Big thanks to jianchao.li.fighter for telling me that C++'s priority_queue is a max-queue (see comments below).


Python

from heapq import *  

class MedianFinder:  

    def __init__(self):  
        self.heaps = [], []  

    def addNum(self, num):  
        small, large = self.heaps  
        heappush(small, -heappushpop(large, num))  
        if len(large) < len(small):  
            heappush(large, -heappop(small))  

    def findMedian(self):  
        small, large = self.heaps  
        if len(large) > len(small):  
            return float(large[0])  
        return (large[0] - small[0]) / 2.0

他这个是维护large始终>= small;

另外他这个用负值来完成reverse order的操作还是有点意思;

@jianchao.li.fighter said in Short simple Java/C++/Python, O(log n) + O(1):

Hi, Stefan. In C++, the default priority_queue is a max heap. So I guess in order to fit with your Java and Python codes, the C++ code may require some revisions: large (instead of small) needs to use negated numbers. Do you think so? Anyway, the idea of using negated numbers is really cool :-)

这个还真是没想到, java里面默认的是min heap;


@kennethliaoke said in Share my java solution logn to insert, O(1) to query:

Not sure why it is marked as hard, i think this is one of the easiest questions on leetcode.

class MedianFinder {  
    // max queue is always larger or equal to min queue  
    PriorityQueue<Integer> min = new PriorityQueue();  
    PriorityQueue<Integer> max = new PriorityQueue(1000, Collections.reverseOrder());  
    // Adds a number into the data structure.  
    public void addNum(int num) {  
        max.offer(num);  
        min.offer(max.poll());  
        if (max.size() < min.size()){  
            max.offer(min.poll());  
        }  
    }  

    // Returns the median of current data stream  
    public double findMedian() {  
        if (max.size() == min.size()) return (max.peek() + min.peek()) /  2.0;  
        else return max.peek();  
    }  
};

很装逼, 不过这个人可能只是自己实现很熟悉用等分的思路来处理median这个pattern而已; 这种人就是没有mega cognition能力;


@hanhanbu said in Easy to understand double-heap solution in Java:

The basic idea is to maintain two heaps: a max-heap and a min-heap. The max heap stores the smaller half of all numbers while the min heap stores the larger half. The sizes of two heaps need to be balanced each time when a new number is inserted so that their size will not be different by more than 1. Therefore each time when findMedian() is called we check if two heaps have the same size. If they do, we should return the average of the two top values of heaps. Otherwise we return the top of the heap which has one more element.
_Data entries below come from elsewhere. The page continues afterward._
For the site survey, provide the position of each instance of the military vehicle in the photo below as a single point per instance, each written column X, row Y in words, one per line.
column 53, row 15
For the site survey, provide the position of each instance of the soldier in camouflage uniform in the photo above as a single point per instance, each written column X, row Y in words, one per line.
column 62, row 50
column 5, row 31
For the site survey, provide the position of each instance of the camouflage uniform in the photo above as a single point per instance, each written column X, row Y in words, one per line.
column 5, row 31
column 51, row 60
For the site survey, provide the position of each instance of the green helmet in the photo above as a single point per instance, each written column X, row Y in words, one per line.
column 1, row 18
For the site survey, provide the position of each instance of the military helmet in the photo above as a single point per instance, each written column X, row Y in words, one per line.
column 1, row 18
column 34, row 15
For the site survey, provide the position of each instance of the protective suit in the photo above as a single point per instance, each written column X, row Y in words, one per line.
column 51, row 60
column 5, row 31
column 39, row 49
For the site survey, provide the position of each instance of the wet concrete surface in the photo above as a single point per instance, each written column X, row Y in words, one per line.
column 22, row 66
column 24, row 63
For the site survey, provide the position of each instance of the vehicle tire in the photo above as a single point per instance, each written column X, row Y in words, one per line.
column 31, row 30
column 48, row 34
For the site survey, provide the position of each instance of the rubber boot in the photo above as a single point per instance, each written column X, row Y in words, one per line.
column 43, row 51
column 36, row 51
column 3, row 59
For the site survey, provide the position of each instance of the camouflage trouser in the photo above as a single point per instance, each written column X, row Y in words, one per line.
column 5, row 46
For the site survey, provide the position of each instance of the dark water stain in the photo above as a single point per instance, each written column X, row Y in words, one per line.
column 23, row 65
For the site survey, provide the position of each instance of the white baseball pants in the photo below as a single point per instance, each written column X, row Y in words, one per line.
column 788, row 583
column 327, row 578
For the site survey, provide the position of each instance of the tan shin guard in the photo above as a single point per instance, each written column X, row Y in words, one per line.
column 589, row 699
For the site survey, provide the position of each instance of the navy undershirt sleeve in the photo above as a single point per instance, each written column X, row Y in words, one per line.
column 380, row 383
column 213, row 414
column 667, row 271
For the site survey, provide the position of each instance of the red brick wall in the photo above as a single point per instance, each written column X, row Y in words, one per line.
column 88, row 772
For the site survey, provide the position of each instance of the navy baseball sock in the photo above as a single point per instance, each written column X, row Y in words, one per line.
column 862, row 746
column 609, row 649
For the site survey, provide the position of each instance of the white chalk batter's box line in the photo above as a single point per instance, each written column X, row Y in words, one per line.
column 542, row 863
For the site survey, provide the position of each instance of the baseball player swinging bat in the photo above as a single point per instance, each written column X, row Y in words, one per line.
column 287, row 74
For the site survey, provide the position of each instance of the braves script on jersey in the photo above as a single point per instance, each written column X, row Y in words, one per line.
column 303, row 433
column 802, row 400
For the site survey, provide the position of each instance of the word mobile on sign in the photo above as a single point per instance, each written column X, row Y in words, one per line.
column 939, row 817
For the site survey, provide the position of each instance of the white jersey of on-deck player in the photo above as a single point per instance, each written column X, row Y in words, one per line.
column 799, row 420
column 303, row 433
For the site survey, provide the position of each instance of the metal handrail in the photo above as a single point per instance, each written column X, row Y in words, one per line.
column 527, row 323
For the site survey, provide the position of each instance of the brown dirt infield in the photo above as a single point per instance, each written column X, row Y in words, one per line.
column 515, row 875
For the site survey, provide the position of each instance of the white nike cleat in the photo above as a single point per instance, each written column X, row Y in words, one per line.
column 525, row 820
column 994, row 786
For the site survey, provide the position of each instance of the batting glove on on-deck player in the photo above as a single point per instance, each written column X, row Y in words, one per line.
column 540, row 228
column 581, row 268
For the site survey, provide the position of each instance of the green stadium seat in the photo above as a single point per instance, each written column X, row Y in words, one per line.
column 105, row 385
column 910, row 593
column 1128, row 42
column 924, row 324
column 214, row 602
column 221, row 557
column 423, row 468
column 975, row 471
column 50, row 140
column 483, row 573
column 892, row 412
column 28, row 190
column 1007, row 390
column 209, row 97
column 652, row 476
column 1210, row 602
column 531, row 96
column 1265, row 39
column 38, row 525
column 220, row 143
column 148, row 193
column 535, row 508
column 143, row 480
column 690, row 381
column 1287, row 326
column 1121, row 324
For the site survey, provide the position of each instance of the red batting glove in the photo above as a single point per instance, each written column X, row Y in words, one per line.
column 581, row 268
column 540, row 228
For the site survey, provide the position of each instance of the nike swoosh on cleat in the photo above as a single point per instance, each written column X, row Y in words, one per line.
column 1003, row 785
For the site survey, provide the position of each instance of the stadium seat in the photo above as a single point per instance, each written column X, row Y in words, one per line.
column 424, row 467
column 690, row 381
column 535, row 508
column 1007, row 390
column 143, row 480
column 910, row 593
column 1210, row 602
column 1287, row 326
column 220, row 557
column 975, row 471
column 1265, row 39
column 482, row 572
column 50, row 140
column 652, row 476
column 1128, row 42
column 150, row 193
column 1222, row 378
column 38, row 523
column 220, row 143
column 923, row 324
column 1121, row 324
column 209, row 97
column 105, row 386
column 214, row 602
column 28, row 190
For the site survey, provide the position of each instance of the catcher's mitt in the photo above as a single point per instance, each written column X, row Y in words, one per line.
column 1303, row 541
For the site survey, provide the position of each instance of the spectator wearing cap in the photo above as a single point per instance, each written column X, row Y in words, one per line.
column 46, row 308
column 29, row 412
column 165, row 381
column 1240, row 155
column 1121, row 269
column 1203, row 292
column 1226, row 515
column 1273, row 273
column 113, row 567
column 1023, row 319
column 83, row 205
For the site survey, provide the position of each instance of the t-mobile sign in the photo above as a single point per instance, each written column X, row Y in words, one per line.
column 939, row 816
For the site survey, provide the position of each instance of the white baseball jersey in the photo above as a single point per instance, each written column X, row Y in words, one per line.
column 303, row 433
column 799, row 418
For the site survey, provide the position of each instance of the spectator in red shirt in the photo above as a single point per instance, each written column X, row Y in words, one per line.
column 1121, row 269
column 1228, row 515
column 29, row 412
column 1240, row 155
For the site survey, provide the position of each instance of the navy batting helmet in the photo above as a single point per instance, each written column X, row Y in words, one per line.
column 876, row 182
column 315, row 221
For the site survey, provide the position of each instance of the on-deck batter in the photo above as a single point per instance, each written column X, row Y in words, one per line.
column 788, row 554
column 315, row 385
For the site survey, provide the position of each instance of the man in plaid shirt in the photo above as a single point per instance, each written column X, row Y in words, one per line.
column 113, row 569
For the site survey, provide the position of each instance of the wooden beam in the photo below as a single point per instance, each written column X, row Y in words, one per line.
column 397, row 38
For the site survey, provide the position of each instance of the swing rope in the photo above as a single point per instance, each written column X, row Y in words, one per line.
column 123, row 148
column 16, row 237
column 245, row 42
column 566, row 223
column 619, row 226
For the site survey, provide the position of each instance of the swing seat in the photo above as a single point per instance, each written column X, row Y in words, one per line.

To do that, we first need to add two PriorityQueues to the class as the max-heap and min-heap:

    private PriorityQueue<Integer> minH;  
    private PriorityQueue<Integer> maxH;  

We then define the constructor of the class so that the PriorityQueues get initialized. By default, the sorting order of a PriorityQueue is natural order which means it is a min-heap by default. Hence we need to provide a new Comparator to the constructor of the max heap to specify the reversed order.

    MedianFinder(){  
        minH = new PriorityQueue<Integer>();  
        maxH = new PriorityQueue<Integer>(1, new Comparator<Integer>(){  
            public int compare(Integer o1, Integer o2) {  
                if (o1.intValue()>o2.intValue()) return -1;  
                if (o1.intValue()<o2.intValue()) return 1;  
                return 0;  
            }  
        });  
    }  

Now we have the data structure properly built. Let's write the addNum() function next.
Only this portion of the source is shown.